Their strong recommendations include ophthalmic monitoring at least every 3 months in children and adolescents with JIA and controlled uveitis on stable therapy; monitoring within 1 month after each change of topical glucocorticoids in patients who are tapering or discontinuing that treatment; and monitoring within 2 months of changing systemic therapy for patients who are tapering or discontinuing that treatment.
They also strongly recommend education on the warning signs of acute anterior uveitis for children and adolescents with spondyloarthritis, along with tapering topical glucocorticoids before systemic therapy in children and adolescents with JIA and chronic anterior uveitis who are still on 1-2 drops a day of glucocorticoids.
“Our biggest message is that it is critical that uveitis is controlled, since persistent active uveitis can lead to sight-threatening complications and permanent vision loss,” Dr. Angeles-Han said in an interview. “It is important that ocular inflammation is controlled early, exposure to long-term topical glucocorticoids is limited, and that systemic treatment is started promptly.
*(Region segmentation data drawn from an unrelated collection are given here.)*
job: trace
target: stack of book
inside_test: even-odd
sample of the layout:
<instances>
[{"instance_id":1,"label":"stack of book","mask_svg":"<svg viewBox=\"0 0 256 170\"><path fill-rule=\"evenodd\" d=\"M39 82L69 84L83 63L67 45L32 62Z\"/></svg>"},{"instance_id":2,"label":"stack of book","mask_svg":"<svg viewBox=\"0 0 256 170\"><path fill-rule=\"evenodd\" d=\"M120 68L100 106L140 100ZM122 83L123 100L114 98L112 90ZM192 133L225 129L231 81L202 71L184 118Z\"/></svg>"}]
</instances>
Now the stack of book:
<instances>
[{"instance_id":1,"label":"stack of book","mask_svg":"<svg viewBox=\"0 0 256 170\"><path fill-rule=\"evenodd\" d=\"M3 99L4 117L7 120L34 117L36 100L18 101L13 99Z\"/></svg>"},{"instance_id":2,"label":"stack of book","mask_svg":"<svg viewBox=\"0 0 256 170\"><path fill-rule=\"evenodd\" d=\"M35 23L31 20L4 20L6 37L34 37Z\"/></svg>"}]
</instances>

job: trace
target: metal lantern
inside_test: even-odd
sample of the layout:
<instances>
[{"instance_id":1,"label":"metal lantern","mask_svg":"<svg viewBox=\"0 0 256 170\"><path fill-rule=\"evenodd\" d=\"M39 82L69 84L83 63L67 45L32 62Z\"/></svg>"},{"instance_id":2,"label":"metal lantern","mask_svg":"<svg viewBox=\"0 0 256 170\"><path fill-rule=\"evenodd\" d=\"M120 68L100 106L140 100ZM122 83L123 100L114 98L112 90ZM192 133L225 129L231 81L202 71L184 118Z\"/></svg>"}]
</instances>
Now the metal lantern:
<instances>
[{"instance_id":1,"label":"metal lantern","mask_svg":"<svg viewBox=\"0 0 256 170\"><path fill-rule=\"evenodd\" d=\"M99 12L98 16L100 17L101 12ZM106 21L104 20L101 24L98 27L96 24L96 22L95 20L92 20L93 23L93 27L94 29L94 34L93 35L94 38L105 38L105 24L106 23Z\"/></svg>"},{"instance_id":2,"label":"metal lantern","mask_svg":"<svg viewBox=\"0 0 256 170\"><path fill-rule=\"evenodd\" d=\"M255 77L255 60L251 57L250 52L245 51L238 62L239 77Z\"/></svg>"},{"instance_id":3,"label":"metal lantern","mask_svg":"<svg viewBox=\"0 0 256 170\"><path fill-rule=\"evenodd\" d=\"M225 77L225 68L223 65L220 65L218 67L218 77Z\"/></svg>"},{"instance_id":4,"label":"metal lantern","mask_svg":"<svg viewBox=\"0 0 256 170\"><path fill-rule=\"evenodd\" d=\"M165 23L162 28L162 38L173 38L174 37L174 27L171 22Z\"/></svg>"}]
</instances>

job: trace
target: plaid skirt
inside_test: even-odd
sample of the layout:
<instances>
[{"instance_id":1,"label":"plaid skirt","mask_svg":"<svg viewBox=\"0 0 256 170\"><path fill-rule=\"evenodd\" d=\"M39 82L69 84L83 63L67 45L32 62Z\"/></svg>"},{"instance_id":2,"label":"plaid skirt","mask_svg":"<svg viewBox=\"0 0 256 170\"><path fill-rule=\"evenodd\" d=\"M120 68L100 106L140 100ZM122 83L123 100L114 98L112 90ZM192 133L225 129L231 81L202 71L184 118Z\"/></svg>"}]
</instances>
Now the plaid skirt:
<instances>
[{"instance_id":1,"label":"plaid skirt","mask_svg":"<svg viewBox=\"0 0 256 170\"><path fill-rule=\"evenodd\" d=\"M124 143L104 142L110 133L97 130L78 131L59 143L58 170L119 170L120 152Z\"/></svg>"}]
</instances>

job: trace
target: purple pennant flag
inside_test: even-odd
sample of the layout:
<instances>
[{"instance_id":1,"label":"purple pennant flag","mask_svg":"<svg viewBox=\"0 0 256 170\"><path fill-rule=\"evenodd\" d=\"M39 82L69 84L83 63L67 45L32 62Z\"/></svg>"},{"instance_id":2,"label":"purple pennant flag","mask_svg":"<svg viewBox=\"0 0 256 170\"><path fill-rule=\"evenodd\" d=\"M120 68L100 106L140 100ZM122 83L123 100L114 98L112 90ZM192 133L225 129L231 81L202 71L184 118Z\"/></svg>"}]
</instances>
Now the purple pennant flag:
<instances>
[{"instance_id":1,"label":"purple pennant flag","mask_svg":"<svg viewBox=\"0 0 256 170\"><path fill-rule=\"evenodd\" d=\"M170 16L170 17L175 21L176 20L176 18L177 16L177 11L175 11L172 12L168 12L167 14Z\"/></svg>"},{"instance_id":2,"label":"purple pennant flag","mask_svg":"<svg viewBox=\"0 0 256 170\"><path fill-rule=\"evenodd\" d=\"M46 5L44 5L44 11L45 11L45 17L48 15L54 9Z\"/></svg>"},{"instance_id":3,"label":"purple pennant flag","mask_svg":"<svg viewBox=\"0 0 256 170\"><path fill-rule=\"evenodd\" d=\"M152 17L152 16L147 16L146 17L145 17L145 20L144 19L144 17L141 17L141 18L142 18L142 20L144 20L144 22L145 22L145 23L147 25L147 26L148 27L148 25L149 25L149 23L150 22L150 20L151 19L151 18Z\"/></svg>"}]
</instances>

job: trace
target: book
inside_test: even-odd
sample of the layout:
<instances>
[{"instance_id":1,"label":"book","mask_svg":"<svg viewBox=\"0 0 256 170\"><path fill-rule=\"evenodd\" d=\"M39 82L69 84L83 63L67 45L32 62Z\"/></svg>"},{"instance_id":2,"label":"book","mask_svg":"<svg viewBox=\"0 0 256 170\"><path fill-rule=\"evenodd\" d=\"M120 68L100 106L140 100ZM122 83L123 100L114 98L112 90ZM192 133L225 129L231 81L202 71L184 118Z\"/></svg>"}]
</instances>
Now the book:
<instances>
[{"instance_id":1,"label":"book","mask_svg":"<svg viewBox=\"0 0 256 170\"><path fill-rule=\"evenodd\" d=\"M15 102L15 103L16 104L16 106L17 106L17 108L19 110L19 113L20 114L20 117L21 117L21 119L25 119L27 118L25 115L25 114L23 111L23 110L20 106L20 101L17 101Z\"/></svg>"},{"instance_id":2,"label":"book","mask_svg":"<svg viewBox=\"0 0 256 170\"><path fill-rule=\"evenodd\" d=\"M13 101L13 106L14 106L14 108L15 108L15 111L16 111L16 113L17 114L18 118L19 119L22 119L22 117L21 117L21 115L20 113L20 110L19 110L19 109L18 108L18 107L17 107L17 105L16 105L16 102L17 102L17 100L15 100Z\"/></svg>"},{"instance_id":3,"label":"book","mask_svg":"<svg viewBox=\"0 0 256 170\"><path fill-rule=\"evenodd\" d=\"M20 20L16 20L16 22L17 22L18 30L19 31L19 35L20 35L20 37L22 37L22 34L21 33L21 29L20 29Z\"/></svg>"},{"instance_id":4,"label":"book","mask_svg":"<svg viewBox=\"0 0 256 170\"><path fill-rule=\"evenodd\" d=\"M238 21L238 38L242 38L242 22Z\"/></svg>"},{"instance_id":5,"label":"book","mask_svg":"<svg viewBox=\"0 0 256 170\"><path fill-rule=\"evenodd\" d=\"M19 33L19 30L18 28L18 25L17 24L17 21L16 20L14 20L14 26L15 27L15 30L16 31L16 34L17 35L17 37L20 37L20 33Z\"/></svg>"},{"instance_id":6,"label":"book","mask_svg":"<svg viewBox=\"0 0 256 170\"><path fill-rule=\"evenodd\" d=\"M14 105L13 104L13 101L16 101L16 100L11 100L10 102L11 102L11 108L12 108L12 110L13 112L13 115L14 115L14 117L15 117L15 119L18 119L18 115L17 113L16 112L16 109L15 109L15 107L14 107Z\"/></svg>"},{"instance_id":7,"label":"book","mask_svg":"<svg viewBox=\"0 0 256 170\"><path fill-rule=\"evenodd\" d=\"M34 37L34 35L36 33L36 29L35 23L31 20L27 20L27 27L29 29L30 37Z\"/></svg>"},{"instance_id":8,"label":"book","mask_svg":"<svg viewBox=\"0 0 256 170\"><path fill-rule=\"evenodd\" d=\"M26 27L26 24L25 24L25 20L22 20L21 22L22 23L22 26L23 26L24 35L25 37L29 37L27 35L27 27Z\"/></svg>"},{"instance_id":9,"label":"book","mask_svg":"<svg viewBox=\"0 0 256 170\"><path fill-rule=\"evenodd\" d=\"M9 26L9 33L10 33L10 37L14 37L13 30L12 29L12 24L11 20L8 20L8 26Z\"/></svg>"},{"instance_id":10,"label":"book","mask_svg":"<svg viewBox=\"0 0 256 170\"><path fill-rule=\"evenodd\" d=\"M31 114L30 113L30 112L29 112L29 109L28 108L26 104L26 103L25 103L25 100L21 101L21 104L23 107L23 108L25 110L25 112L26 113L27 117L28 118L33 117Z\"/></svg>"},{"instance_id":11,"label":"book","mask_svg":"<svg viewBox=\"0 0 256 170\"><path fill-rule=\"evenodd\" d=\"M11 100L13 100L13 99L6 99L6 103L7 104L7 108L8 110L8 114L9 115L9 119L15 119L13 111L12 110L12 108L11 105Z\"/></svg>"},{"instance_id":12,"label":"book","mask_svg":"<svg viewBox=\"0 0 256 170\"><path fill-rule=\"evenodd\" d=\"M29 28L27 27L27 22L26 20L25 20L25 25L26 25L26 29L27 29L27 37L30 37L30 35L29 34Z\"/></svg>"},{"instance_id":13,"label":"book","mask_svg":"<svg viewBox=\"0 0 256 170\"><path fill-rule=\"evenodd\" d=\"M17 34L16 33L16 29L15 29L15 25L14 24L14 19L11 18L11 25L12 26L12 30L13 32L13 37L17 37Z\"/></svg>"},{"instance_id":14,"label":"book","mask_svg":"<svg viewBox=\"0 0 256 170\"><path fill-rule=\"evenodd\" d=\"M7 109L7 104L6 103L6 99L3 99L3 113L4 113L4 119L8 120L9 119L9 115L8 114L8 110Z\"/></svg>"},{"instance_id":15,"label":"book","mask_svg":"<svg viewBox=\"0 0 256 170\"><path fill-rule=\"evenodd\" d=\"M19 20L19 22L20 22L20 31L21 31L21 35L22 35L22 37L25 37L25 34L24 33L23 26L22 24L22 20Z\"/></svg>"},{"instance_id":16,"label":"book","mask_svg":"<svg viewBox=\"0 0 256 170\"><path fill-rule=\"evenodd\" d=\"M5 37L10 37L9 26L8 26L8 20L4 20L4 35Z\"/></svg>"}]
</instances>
“We also emphasize that close communication and collaboration between pediatric rheumatologists and ophthalmologists is important to ensure optimal vision outcomes,” she added.
These guidelines also factored in feedback from a patient and parent panel, particularly in regard to recommendations with a low level of supporting evidence.
“This partnership highlighted the importance of incorporating parent and patient preferences into treatment decisions and the need for shared decision-making approaches,” Dr. Ringold said.
Both guidelines were supported by the American College of Rheumatology and the Arthritis Foundation. Several authors reported support from the National Institutes of Health, the Rheumatology Research Foundation, and the Fundación Bechara. Several authors also reported receiving consulting and speaking fees, along with research grants, from numerous pharmaceutical companies.